Aim of the study. The aim of this study was to evaluate granzyme B, perforin and FasL expression in peripheral blood mononuclear cells (PBMCs) in lung cancer patients and in paraneoplastic neurological syndromes (PNS). Clinical rationale for the study. Cellular immune response is activated as part of anti-tumour reaction of the malignancy-bearing host. Paraneoplastic neurological syndromes (PNS) are defined as indirect effects of cancer on the nervous system and are considered immune-mediated. Such stimulation of the immune system may limit the aggressiveness of cancer and the development of metastasis, and thereby improve survival. Granzyme B and perforin pathway, and Fas ligand (FasL) - Fas receptor interaction play an important role in cytotoxic response. Materials and Methods. Fifty-two patients were included in the study: 28 subjects with PNS and 24 subjects with lung cancer. PNS cases were diagnosed according to the Graus criteria. The presence of onconeural antibodies (anti-Hu/anti-Ri/anti-Yo/anti-Ma/Ta/anti-CV2/anti-amphiphysin/anti-myelin/anti-neuroendothelium/anti-MAG/anti-GAD) was detected with indirect immunofluorescence and confirmed with Line Blotting. The expression of granzyme B, perforin and FasL was detected in PBMCs with ELISA. Results. PPBMC-FasL expression was increased in lung cancer compared to other patient groups. The granzyme to FasL ratio was significantly higher in lung cancer patients with peripheral than with central PNS involvement. In a multiple regression model, sex was an independent factor influencing PBMC expression of granzyme and perforin. Conclusions. FasL expression in PBMCs is up-regulated in lung cancer patients.

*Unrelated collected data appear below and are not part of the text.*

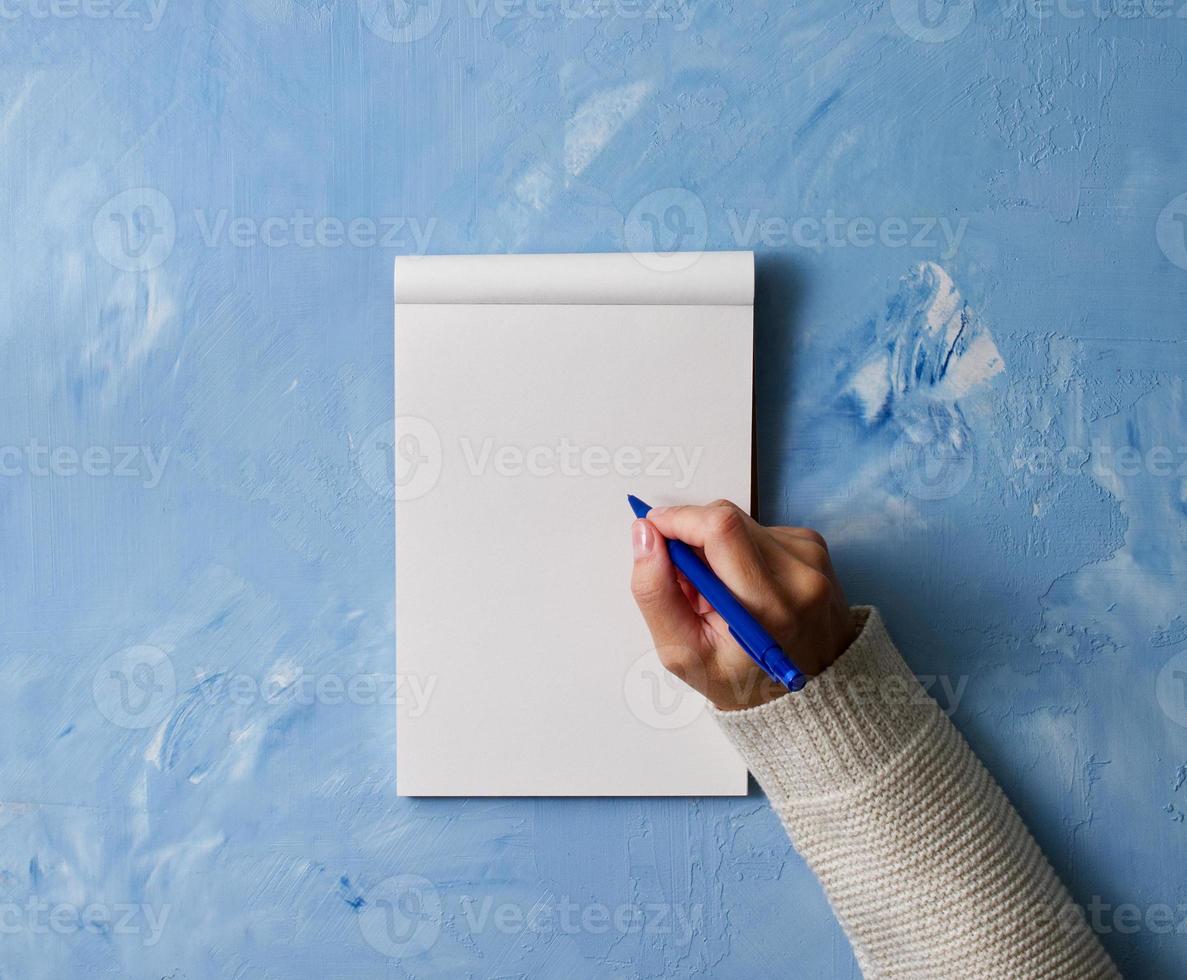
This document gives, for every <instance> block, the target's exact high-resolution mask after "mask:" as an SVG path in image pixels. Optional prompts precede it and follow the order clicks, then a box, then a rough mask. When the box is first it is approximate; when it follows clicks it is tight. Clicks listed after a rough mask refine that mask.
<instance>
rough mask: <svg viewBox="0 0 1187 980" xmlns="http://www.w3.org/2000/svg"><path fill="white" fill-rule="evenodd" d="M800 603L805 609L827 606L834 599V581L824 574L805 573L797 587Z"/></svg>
mask: <svg viewBox="0 0 1187 980" xmlns="http://www.w3.org/2000/svg"><path fill="white" fill-rule="evenodd" d="M795 592H796V596H798V598H799V603H800V605H801V606H802V607H805V609H814V607H817V606H821V605H826V604H827V603H829V600H830V599H831V598H832V581H831V580H830V579H829V577H827V575H826V574H824V573H823V572H817V571H814V569H813V571H810V572H805V573H804V577H802V579H801V580H800V581H798V583H796V587H795Z"/></svg>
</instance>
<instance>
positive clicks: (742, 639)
mask: <svg viewBox="0 0 1187 980" xmlns="http://www.w3.org/2000/svg"><path fill="white" fill-rule="evenodd" d="M730 636H732V637H734V638H735V639H736V641H737V644H738V647H741V648H742V649H743V650H745V651H747V653H748V654H749V655H750V658H751V660H753V661H754V662H755V663H757V664H758V666H760V667H761V668H762V669H763V670H766V672H767V673H768V674H770V676H773V677H775V680H779V676H777V675H776V674H774V673H773V672H772V669H770V666H769V664H768V663H767V661H764V660H763V658H762V650H755V649H754V647H751V645H750V644H749V643H747V642H745V641H744V639H743V638H742V636H741V635H740V634H738V631H737V630H736V629H734V626H730Z"/></svg>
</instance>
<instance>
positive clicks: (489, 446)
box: [458, 437, 705, 490]
mask: <svg viewBox="0 0 1187 980" xmlns="http://www.w3.org/2000/svg"><path fill="white" fill-rule="evenodd" d="M458 447H459V448H461V451H462V458H463V459H464V460H465V467H466V471H468V472H469V473H470V476H474V477H481V476H484V475H485V473H487V472H490V471H493V472H494V473H495V475H497V476H501V477H508V478H514V477H523V476H527V477H552V476H563V477H595V478H597V477H608V476H611V475H612V476H620V477H669V478H672V479H673V486H675V488H677V489H678V490H684V489H686V488H687V486H688V485H690V484H691V483H692V478H693V477H694V476H696V473H697V466H698V465H699V464H700V458H702V456H703V454H704V451H705V450H704V446H696V447H693V448H692V450H687V448H685V447H684V446H616V447H614V448H610V447H608V446H601V445H590V446H582V445H579V444H577V443H573V441H572V440H570V439H567V438H563V439H560V440H559V441H558V443H554V444H550V445H537V446H528V447H526V448H525V447H521V446H515V445H508V444H496V443H495V440H494V439H491V438H489V437H488V438H485V439H483V440H482V441H481V443H478V444H475V443H474V441H471V440H470V439H466V438H464V437H463V438H462V439H459V440H458Z"/></svg>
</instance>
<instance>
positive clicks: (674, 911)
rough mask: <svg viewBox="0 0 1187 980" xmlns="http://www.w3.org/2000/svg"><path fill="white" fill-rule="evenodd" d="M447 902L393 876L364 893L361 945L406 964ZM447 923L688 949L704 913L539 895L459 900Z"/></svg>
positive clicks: (673, 903) (425, 881) (399, 875)
mask: <svg viewBox="0 0 1187 980" xmlns="http://www.w3.org/2000/svg"><path fill="white" fill-rule="evenodd" d="M445 903H446V896H443V895H442V892H440V890H439V889H438V887H437V886H436V885H434V884H433V883H432V882H430V880H429V879H427V878H423V877H421V876H419V874H396V876H393V877H391V878H385V879H383V880H382V882H380V883H377V884H376V885H375V886H374V887H373V889H369V890H368V891H367V893H366V896H364V897H363V898H362V903H361V905H360V908H361V912H360V916H358V928H360V930H361V931H362V934H363V938H364V940H367V942H368V943H369V944H370V946H372V947H373V948H374V949H376V950H377V952H379V953H382V954H383V955H385V956H392V957H399V959H408V957H413V956H418V955H420V954H423V953H425V952H427V950H429V949H431V948H432V947H433V944H434V943H436V942H437V940H438V937H439V936H440V931H442V924H443V921H444V918H445ZM458 905H459V909H458V912H459V914H453V912H451V915H450V919H451V921H453V922H455V923H457V924H461V925H462V927H463V928H464V929H465V930H466V933H468V934H469V935H470V936H471V937H474V936H481V935H483V934H489V933H497V934H500V935H504V936H520V935H528V934H529V935H533V936H544V935H558V934H559V935H566V936H573V935H580V934H588V935H595V936H602V935H608V934H615V935H621V936H628V935H646V936H677V937H678V938H679V941H680V942H687V941H688V940H690V938H691V937H692V936H693V935H696V934H697V933H698V931H699V930H700V929H703V927H704V906H703V905H699V904H693V905H684V904H680V903H672V902H626V903H621V904H617V905H608V904H605V903H602V902H575V901H572V899H571V898H570V897H569V896H567V895H565V896H561V897H560V898H557V899H554V898H552V897H551V896H544V897H540V898H539V899H534V901H532V902H521V901H518V899H499V898H496V897H494V896H489V895H488V896H481V897H475V896H470V895H463V896H461V898H459V899H458Z"/></svg>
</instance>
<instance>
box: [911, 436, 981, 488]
mask: <svg viewBox="0 0 1187 980" xmlns="http://www.w3.org/2000/svg"><path fill="white" fill-rule="evenodd" d="M975 462H976V460H975V456H973V451H972V446H971V445H970V444H969V441H967V439H966V437H965V435H964V434H963V433H960V434H959V435H958V437H957V438H956V439H953V438H950V437H946V435H942V434H940V433H934V434H933V435H932V438H931V439H927V440H925V441H916V439H915V437H914V435H912V433H909V432H904V433H903V434H902V435H901V437H899V441H897V443H895V445H894V447H893V448H891V450H890V467H891V469H893V470H894V472H895V475H896V476H897V477H899V483H900V485H901V486H902V489H903V491H904V492H906V494H908V495H909V496H912V497H915V498H918V499H921V501H942V499H947V498H948V497H954V496H956V495H957V494H959V492H960V491H961V490H964V488H965V486H966V485H967V483H969V478H970V477H971V476H972V471H973V464H975Z"/></svg>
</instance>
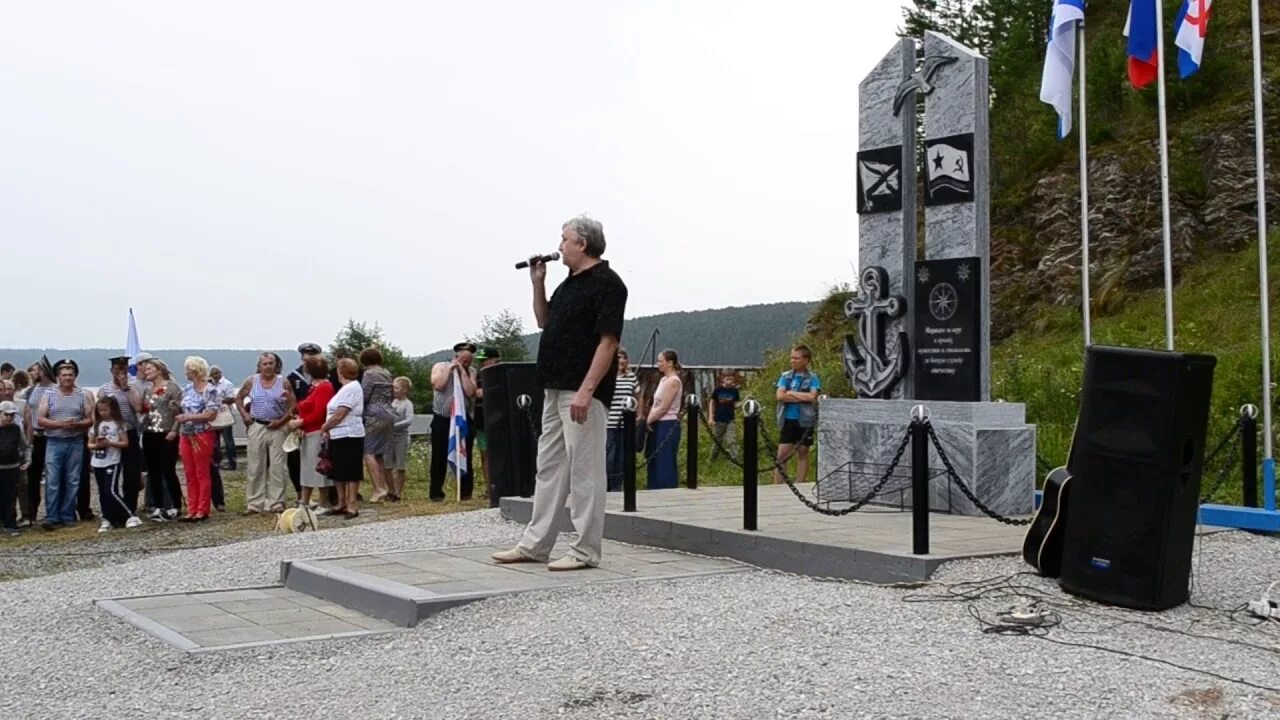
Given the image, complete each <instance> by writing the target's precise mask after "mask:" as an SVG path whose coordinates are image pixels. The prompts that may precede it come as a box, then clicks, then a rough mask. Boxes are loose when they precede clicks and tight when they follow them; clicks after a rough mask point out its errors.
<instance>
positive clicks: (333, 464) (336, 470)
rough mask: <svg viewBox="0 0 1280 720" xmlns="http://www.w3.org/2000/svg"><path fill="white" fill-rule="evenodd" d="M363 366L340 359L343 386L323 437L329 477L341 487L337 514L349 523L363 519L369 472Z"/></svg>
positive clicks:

The interplay between granzyme B and FasL may be involved in the development of PNS at the level of the peripheral and the central nervous systems in different manners. Gender is associated with PBMC expression of granzyme B and perforin in lung cancer patients. Clinical Implications. The novel findings that we report broaden the current knowledge on PNS pathomechanism, with aspects that have not been previously explored. Our findings provide a rationale for further exploration of the granzyme B/FasL pathway with regards to its potential diagnostic value. However, our study is preliminary and needs further research, especially in the context of the prognostic value of the proposed markers.